Ainsi, par infirmation du jugement sur le montant de l’indemnisation du préjudice financier, la société Citya sera condamnée à payer à M. et Mme [B] la somme de 13.657,75 euros à titre de dommages et intérêts.
Sur les dépens et les frais irrépétibles
Les dispositions du jugement relatives aux dépens et aux frais irrépétibles de première instance, mis à la charge de la société Citya, seront confirmées.
Ajoutant au jugement, il y a lieu de condamner la société Citya, qui succombe en son recours, aux dépens d’appel qui pourront être recouvrés directement par Maître Christophe Pachalis de la Selarl Recamier conformément aux dispositions de l’article 699 du code de procédure civile.

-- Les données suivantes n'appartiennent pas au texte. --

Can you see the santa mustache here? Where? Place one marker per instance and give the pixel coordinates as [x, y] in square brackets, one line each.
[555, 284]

La société Citya sera également condamnée à payer à M. et Mme [B] la somme de 3.000 euros au titre des frais irrépétibles engagés en cause d’appel en application de l’article 700 du même code et ne peut elle-même prétendre à l’application de ce texte à son profit.
PAR CES MOTIFS
La cour,
Rejette la demande de nullité du jugement formée par la société immobilier Pecorari,
Statuant dans les limites de sa saisine,
Confirme le jugement déféré sauf sur le montant des dommages et intérêts alloués à M. [P] [B] et Mme [S] [J] épouse [B] au titre de leur préjudice financier,
Statuant à nouveau du chef infirmé et y ajoutant,
Condamne la société Citya immobilier Pecorari à payer à M. [P] [B] et Mme [S] [J] épouse [B] la somme de 13.657,75 euros à titre de dommages et intérêts en réparation de leur préjudice financier,
Condamne la société Citya immobilier Pecorari aux dépens d’appel qui pourront être recouvrés directement par Maître Christophe Pachalis de la Selarl Recamier conformément aux dispositions de l’article 699 du code de procédure civile,
Condamne la société Citya immobilier Pecorari à payer à M. [P] [B] et Mme [S] [J] épouse [B] la somme de 3.000 euros au titre de l’article 700 du code de procédure civile,
Déboute les parties de leurs demandes plus amples et contraires.